Second, non-revocable verifiable claims should probably be marked as such within the claim itself (such that it is a signed statement by the issuer). Alternatively, the existence of a revocation URL could provide the same information in the inverse. Offline inspectors should be able to know, by local inspection (and crypto math) that a given claim is complete or not. If the claim is revocable, then the offline inspector needs to know that the claim cannot be considered valid without checking for revocation. If it isn't, it can be treated as a bearer token and recognized. And, in this case, "offline" means no access to an up-to-date revocation authority for that particular claim. The requirement to be "online" could be met by an offline system which has a recent copy of the ledger, where "up-to-date" and "recent" are quality parameters for the inspector, i.e., as long as this credential wasn't revoked in the last 24 hours, we'll accept it (and the offline inspector gets ledger updates every 24 hours)...

So far, this requirement for access to the revocation authority (whether DLT or live service) is not well described (yet) in the use cases.

Am I following how this works? I'll be updating the use cases based on my understanding. It appears the "amend claim" use case also needs some sort of authority for a claim to be complete.

msporny commented 7 years ago

If the claim ID is a DID with a scheme that supports revocation, then we don't need anything else--inspectors use the DID mechanism.

I don't think that there is a DID scheme that "supports revocation"... and even if there was, we may want a unified way. We need a data model for revocation.

Am I following how this works?

Yes, more or less... you've got 95% of it right, and the rest are details we can get to in implementation.

msporny commented 7 years ago

Added issue to add revocation section to specification: https://github.com/opencreds/vc-data-model/issues/34

burnburn commented 7 years ago

Discussed in 24 Jan 2017 telecon (link to minutes when available)
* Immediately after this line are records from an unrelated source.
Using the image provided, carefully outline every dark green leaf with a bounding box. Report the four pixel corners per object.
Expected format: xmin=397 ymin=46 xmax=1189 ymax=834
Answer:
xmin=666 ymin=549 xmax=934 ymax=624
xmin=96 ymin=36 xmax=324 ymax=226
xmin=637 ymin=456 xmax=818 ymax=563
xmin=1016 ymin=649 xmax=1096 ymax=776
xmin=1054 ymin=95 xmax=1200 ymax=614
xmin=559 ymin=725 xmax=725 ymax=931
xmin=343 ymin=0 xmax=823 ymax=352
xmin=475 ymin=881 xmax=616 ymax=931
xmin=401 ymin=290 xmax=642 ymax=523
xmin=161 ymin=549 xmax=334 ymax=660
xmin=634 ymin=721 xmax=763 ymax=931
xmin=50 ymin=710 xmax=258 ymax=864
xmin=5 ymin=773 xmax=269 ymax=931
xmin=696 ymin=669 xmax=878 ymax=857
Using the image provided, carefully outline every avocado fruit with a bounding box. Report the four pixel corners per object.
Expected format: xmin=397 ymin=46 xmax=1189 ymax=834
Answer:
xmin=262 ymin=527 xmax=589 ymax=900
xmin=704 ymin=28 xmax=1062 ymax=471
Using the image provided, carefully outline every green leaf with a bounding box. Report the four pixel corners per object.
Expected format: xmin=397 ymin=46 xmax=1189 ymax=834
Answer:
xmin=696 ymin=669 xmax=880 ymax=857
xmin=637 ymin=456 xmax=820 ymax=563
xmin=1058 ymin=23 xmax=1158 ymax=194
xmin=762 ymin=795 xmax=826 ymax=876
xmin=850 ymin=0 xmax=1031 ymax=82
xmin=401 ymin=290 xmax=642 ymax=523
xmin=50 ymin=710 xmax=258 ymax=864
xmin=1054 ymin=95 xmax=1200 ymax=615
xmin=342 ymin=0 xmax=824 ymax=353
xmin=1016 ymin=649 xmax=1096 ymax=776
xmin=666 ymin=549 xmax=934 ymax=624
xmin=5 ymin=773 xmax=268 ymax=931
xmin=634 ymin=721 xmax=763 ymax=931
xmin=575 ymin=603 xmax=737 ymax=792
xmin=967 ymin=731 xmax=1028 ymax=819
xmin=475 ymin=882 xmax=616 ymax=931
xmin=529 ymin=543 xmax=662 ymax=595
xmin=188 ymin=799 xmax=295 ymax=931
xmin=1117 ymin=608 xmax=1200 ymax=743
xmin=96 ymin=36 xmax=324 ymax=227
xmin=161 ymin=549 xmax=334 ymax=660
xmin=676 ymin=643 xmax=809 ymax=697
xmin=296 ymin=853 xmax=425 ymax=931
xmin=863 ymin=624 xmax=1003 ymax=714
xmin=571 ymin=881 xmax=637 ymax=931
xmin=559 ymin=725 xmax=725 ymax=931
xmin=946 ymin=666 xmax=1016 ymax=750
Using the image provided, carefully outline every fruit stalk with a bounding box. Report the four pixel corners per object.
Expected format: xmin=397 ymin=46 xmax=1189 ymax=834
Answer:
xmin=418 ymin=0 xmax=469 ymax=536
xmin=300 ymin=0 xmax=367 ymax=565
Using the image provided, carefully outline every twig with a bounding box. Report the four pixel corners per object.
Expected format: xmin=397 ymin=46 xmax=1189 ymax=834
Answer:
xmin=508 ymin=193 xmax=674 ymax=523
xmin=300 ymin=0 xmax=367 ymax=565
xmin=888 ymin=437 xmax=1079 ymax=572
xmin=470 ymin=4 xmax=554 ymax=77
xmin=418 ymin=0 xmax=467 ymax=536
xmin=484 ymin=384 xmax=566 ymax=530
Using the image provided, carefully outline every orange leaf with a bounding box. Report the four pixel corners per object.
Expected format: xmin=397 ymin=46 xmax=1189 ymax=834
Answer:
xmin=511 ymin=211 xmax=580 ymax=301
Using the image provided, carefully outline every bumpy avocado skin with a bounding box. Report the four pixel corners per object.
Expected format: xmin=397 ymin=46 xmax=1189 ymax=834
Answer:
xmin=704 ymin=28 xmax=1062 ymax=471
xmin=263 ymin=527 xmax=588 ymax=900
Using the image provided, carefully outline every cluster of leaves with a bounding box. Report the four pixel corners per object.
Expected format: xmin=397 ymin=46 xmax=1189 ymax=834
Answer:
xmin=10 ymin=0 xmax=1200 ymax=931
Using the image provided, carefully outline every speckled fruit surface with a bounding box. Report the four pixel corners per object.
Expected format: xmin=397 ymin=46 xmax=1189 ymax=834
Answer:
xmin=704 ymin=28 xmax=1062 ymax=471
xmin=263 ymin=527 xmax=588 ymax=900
davidnicol commented 7 years ago

hello. I'd like to restate my usual peculiar point of view here. (1) by considering a ledger to constitute all book entries made in a currency, which is out of the standard box, as everyone is used to dollars at one bank being the same as dollars at another bank, and not questioning/appreciating the existing reliability of fractional reserve banking as an expression of a single underlying book-entry ledger, questions about the boundaries between ledgers can get clarified. A USD account at Wells Fargo winds up in the same ledger as a USD account at Chase, and the ledger is the vast and existing banking system. A Bitcoin account at Bitpay winds up in the same ledger as an account at Coinbase, the BTC blockchain. "same ledger" means "low-friction fungibility." (2) centralized/decentralized, physically, is meaningless here, and the terms are confusing. "administrative domain" is a useful concept, but "decentralization" is an implementation detail. Blockchains, although physically distributed, are under unified administration, even if that unified administration is by a committee free to split into no-longer-interoperable factions. Thank you for your patience.

jandrieu commented 5 years ago

Work moved beyond this. We won't be including this in the Use Case document.